Drei Jahre nach Ablehnung der Beschaffung des Gripen bestehen wir Grünen auf dem Recht der Stimmberechtigten, dass sie zu einem konkreten neuen Projekt mit einer konkreten Typenangabe, einer konkreten Flugzeuganzahl und einem konkreten Preisschild Ja oder Nein sagen können. Wir haben über eine kleine Anzahl VW Golf abgestimmt. Wäre es da nicht korrekt, wenn man über eine Flotte von Ferraris auch abstimmt?

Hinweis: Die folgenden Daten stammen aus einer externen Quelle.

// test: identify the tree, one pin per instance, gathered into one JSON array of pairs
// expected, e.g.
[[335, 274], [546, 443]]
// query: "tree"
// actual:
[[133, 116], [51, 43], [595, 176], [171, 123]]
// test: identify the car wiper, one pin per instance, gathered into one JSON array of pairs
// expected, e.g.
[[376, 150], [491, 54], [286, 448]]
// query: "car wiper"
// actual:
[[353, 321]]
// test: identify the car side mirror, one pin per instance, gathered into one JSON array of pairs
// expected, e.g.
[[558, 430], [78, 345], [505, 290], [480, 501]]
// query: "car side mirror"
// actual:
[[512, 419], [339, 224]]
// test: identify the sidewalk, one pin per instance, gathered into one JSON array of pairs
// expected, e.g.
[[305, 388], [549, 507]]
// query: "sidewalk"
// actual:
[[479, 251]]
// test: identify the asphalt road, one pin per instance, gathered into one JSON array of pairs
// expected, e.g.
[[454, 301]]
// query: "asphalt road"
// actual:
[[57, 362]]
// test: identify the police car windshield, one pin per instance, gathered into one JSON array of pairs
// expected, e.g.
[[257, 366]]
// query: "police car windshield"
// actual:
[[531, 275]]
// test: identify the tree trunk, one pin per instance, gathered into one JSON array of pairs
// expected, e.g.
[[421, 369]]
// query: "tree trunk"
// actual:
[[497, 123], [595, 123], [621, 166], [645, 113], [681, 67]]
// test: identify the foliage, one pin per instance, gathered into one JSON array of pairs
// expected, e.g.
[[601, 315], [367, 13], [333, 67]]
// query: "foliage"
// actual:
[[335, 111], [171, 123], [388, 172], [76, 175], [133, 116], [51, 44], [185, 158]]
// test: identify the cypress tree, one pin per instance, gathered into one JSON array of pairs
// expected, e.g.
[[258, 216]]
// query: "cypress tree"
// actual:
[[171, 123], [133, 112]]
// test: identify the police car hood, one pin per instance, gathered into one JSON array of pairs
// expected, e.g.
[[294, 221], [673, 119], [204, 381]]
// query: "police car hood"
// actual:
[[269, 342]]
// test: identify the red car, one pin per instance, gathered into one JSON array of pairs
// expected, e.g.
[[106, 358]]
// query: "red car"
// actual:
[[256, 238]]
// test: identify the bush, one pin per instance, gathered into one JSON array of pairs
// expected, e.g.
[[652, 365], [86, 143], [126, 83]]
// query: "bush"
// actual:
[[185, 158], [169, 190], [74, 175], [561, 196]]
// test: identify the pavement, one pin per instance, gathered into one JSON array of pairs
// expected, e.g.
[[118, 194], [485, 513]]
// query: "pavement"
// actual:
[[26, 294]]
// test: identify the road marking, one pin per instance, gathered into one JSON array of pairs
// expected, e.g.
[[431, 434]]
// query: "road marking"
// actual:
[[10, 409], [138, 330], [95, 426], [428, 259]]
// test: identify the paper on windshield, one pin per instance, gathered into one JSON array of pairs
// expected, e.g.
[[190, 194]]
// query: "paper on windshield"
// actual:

Zum Einzelantrag Galladé: Wir wollen eben nicht über ein Globalbudget abstimmen, das sagt: Wir bauen eine Garage und haben darin eine Flotte toller Flugzeuge - oder Fahrzeuge, um beim Bild zu bleiben -, die dies und jenes können sollen. Sondern wir finden, dass die Bevölkerung das Recht hat, in genau gleicher Präzision abzustimmen, wie sie das schon mal tun konnte. Sonst ist das tatsächlich die Umgehung des Volkswillens. Deshalb wird eine grosse Mehrheit unserer Fraktion diesen Einzelantrag ablehnen - nicht weil wir keine Abstimmung wollen, sondern weil wir eine Abstimmung wollen, bei der die Stimmberechtigten wissen: "Das kriegen wir, wenn wir Nein sagen", und vor allem: "Das kriegen wir, wenn wir Ja sagen."